There is also a question regarding the nomenclature for a recurrence of Schilder’s disease. The classical presentation of Schilder’s disease is described as a single episode. There are isolated reports of children diagnosed with Schilder’s disease who, after a period of remission, have new brain lesions and symptoms. Whether to term these individuals as still having “recurrent/relapsed Schilder’s disease” or re-defining the entire disease history as “multiple sclerosis” is actively debated in the literature, and there is no clear consensus.

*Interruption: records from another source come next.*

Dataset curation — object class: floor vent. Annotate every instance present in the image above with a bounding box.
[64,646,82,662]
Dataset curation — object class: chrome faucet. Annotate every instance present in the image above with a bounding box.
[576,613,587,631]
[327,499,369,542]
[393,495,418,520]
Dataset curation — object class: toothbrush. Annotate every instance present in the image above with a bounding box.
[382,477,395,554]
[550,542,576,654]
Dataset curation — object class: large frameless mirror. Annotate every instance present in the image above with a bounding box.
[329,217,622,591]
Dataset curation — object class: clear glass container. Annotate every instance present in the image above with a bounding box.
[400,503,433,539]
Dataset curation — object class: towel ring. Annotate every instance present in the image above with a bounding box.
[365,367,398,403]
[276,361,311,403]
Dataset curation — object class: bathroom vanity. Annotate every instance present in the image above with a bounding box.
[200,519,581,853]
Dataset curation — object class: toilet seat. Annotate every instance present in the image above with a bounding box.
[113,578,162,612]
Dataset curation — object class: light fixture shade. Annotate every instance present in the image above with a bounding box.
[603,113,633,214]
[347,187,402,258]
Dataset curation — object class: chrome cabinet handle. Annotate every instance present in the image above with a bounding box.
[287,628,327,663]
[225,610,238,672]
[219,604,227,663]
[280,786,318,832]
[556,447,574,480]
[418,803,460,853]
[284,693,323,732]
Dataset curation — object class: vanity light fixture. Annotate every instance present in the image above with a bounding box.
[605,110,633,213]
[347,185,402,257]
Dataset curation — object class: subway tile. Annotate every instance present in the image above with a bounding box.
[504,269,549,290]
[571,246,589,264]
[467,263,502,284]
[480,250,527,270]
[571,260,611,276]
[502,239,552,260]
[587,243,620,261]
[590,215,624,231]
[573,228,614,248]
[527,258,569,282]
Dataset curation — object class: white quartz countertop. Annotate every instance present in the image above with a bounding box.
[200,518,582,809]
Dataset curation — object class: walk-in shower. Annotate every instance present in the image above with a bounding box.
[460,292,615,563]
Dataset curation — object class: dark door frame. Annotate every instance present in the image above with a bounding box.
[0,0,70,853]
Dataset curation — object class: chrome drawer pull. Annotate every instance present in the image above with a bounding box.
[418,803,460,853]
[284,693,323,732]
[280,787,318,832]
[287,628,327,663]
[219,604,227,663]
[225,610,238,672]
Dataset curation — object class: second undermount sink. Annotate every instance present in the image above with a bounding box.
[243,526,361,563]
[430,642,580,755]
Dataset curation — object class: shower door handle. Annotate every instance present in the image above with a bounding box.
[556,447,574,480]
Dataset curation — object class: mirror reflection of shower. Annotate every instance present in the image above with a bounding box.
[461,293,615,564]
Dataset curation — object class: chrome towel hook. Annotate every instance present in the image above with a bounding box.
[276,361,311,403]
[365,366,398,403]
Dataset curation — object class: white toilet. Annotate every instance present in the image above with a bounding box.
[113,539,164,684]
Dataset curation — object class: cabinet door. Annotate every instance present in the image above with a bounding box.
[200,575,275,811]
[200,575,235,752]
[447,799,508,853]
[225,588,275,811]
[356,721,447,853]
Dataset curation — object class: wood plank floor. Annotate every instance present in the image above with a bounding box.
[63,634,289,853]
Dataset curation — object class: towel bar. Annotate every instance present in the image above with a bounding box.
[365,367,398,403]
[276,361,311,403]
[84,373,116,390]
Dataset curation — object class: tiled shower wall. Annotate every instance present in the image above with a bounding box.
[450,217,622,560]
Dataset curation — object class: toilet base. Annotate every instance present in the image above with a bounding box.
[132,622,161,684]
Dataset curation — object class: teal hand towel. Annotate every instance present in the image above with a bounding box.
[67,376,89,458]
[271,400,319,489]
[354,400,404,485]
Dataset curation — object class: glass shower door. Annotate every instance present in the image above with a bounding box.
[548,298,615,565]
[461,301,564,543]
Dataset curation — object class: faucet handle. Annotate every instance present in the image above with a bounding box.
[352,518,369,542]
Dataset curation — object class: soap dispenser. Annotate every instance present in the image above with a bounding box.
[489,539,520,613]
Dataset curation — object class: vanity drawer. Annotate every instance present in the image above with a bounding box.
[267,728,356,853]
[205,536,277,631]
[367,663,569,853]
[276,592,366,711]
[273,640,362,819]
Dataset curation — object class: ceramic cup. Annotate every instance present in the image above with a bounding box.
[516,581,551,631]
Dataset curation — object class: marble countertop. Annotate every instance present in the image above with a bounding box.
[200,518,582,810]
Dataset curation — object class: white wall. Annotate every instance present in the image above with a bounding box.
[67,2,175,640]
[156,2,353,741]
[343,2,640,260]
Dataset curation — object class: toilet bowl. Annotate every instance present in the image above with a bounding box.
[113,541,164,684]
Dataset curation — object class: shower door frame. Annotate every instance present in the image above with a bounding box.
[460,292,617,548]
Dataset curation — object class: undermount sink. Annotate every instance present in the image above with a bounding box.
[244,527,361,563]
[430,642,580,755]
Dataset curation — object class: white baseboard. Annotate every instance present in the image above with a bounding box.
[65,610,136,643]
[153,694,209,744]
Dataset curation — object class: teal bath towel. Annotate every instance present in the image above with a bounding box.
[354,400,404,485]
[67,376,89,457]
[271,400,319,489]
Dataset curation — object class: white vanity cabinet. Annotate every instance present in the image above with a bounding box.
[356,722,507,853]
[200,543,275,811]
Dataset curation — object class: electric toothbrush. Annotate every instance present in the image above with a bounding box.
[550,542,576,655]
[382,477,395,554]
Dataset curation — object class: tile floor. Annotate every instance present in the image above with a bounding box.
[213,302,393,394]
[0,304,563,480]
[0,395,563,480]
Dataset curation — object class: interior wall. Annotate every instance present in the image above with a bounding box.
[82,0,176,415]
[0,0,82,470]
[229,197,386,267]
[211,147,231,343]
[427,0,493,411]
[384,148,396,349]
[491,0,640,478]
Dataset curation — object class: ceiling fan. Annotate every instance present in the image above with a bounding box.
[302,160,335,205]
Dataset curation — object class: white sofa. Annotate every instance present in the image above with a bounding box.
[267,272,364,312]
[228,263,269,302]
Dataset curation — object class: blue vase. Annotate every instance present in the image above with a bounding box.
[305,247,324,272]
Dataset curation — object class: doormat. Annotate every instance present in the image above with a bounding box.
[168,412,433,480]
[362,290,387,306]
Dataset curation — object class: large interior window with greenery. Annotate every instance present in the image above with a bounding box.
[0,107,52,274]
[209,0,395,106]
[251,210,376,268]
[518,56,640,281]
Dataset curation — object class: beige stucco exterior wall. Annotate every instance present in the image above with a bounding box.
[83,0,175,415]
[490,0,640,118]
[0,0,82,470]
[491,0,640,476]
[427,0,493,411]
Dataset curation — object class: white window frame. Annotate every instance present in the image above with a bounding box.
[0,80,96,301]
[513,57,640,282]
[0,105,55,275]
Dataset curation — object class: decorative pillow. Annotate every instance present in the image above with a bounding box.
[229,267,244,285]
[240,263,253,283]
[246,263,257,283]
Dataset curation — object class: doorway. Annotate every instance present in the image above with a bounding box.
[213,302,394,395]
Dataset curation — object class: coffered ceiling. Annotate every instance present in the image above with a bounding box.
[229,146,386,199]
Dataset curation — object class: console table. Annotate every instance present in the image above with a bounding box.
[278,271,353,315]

Given the rarity of Schilder’s disease, and the vanishingly rare number of patients with two clinical episodes, it is unlikely these issues will be resolved in the near future. However, since the treatments for acute exacerbations of Schilder’s disease, ADEM, multiple sclerosis, and similar demyelinating diseases are identical, a precise diagnosis is not currently necessary for initiation of therapy but may become so as treatments for these conditions are refined.